Now I want to make it easier for myself to launch the 4 instances such that I can do all of this with a single command from a single terminal. For this I use a bash script batch.sh
:
python job.py 4 0 &
python job.py 4 1 &
python job.py 4 2 &
python job.py 4 3 &
This does not work. It turns out that subprocess
is the culprit here. All the Python code runs perfectly until it hits subprocess.call
after which I get:
[1]+ Stopped python job.py 4 0
So how I see it, is that I am trying to run job.py
in the background and job.py
itself tries to run something else in the background via subprocess
. This apparently does not work for reasons I do not understand.

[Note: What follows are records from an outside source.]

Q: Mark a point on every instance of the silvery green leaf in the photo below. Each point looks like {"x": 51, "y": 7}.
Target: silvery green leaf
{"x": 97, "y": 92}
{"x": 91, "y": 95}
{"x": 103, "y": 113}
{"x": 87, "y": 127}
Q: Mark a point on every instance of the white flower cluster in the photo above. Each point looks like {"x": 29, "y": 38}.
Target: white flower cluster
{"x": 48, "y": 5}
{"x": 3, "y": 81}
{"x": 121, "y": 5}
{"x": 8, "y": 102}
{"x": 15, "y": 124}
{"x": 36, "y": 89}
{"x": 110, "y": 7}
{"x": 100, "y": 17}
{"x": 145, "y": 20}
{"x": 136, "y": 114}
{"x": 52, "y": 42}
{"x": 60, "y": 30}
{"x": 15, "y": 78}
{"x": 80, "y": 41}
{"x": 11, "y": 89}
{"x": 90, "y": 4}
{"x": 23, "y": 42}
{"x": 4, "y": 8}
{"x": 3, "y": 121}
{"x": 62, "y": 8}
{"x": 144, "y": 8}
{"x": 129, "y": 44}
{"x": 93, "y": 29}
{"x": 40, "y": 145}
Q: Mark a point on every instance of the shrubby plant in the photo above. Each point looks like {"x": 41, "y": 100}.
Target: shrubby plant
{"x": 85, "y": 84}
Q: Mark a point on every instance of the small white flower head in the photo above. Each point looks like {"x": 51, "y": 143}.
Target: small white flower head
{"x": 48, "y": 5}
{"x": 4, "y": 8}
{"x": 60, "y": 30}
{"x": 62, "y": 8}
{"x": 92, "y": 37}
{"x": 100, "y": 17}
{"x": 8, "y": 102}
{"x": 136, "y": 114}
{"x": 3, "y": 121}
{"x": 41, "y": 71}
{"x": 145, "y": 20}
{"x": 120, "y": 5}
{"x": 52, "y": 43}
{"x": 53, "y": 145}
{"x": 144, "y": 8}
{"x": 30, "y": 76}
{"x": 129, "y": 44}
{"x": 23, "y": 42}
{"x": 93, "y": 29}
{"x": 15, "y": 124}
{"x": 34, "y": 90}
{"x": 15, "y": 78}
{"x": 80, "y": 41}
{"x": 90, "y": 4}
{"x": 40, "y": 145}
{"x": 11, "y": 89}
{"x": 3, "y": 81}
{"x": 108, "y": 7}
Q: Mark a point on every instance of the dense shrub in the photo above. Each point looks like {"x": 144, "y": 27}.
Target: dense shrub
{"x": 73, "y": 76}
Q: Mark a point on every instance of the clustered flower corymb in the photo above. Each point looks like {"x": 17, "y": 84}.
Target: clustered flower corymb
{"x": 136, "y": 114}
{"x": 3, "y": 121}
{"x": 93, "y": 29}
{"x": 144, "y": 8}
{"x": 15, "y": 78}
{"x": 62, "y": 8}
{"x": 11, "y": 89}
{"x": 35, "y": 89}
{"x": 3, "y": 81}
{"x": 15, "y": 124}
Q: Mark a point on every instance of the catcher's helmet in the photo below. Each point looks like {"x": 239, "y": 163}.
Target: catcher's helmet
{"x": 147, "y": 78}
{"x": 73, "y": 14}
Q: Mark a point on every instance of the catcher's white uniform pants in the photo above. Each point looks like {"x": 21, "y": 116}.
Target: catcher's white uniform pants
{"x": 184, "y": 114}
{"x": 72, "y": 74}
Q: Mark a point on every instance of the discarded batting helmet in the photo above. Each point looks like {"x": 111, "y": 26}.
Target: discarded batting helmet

Is there a way to run job.py
multiple times without requiring multiple terminals?
EDIT #1
On recommendation I tried the multiprocessing
, thread
and threading
packages. In the best case just one instance ran properly. I tried an ugly workaround which does work. I made a bash script which launches each instance in a new terminal:
konsole -e python job.py 4 0
konsole -e python job.py 4 1
konsole -e python job.py 4 2
konsole -e python job.py 4 3
EDIT #2
Here is the actual function that uses subprocess.call
(note: subprocess
is imported as sp
).
def run_case(path):
case = path['case']
os.chdir(case)
cmd = '{foam}; {solver} >log.{solver} 2>&1'.format(foam=CONFIG['FOAM'],
solver=CONFIG['SOLVER'])
sp.call(['/bin/bash', '-i', '-c', cmd])
Let me fill in the blank spots:
CONFIG
is a globally defined dictionary.CONFIG['FOAM'] = 'of40'
and this is an alias in my .bashrc used to source a file belonging to the binary I'm running.CONFIG['SOLVER'] = 'simpleFoam'
and this is the binary I'm running.EDIT #3
I finally got it to work with this
def run_case():
case = CONFIG['PATH']['case']
os.chdir(case)
cmd = 'source {foam}; {solver} >log.simpleFoam 2>&1'.format(foam=CONFIG['FOAM'],
solver=CONFIG['SOLVER'])
sp.call([cmd], shell=True, executable='/bin/bash')
The solution was to set both shell=True
and executable='/bin/bash'
instead of including /bin/bash
in the actual command-line to pass to the shell. NOTE: foam
is now a path to a file instead of an alias.
You can parallelize from within Python:
import multiprocessing
import subprocess
def run_job(spec):
...
if spec ...:
subprocess.call(...)
def run_all_jobs(specs):
pool = multiprocessing.Pool()
pool.map(run_job, specs)
It has the advantage of letting you monitor/log/debug the parallelization.